Before that, of course, there was the ‘stag night’. Equally unusual, this requires me to backtrack briefly to the summer of 1958 and my attempts to re-integrate into the village community after 6 years at boarding school. Among other things, I joined the bell ringers at the village church. We practiced once a week and rang on Sundays for evensong which was held fortnightly at 6pm.

On weeks when evensong was not held there was matins, a 10 o’clock service for which it proved impossible to muster a team of ringers. Fortunately the tower was equipped with something called an Ellacombe apparatus. This enabled each bell to be rung from a single array of ropes by a single operator – usually me. It was possible to ring some hymn tunes on this apparatus and I did, as well as a few ‘changes’.

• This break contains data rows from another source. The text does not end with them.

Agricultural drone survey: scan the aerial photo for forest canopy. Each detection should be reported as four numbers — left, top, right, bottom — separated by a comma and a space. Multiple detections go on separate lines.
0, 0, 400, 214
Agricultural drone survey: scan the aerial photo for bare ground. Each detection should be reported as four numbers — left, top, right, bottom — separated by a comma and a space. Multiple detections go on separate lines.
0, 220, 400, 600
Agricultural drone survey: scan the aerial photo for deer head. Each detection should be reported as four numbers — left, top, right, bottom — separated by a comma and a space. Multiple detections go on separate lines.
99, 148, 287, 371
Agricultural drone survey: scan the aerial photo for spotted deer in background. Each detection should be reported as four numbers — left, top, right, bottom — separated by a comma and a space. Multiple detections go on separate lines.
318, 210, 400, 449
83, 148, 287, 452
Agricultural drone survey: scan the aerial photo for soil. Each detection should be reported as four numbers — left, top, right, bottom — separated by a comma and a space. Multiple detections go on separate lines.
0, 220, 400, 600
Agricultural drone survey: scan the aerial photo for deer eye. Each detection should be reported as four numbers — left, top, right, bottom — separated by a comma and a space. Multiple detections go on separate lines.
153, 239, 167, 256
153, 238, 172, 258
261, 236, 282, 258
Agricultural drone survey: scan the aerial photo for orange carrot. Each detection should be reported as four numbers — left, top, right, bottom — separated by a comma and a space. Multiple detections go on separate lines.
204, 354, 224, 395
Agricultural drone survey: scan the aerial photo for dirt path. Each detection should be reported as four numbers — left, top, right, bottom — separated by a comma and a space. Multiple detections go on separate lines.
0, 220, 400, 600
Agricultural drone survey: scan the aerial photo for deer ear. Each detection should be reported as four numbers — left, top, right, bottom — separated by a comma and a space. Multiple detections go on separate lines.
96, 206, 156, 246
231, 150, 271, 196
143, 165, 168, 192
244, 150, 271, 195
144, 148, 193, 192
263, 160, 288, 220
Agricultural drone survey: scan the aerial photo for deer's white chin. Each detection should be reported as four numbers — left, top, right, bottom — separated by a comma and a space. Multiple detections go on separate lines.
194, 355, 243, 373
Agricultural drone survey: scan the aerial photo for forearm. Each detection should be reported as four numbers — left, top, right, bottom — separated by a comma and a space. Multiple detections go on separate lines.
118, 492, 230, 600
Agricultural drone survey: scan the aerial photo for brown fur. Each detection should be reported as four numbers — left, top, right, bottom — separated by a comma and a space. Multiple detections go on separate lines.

We would ring for any weddings that took place in our church, usually on a Saturday morning or afternoon. When it came to my wedding, however, that was held in a different church, the one in my fiancee’s parish which did not have a ring of bells. So it was agreed we would celebrate our wedding, and my leaving the team after 5 years service, by ringing a quarter peel. This was, of course, followed by an adjournment to the village pub for a small libation.

More than a few of our friends and relatives assumed a very different reason for our haste to get married – after all some of them had been forced into marriage in order to avoid giving birth outside of wedlock. How times have changed!

Footnote: the subject of ‘change ringing’ and the definition of a ‘quarter peel’ are dealt with here.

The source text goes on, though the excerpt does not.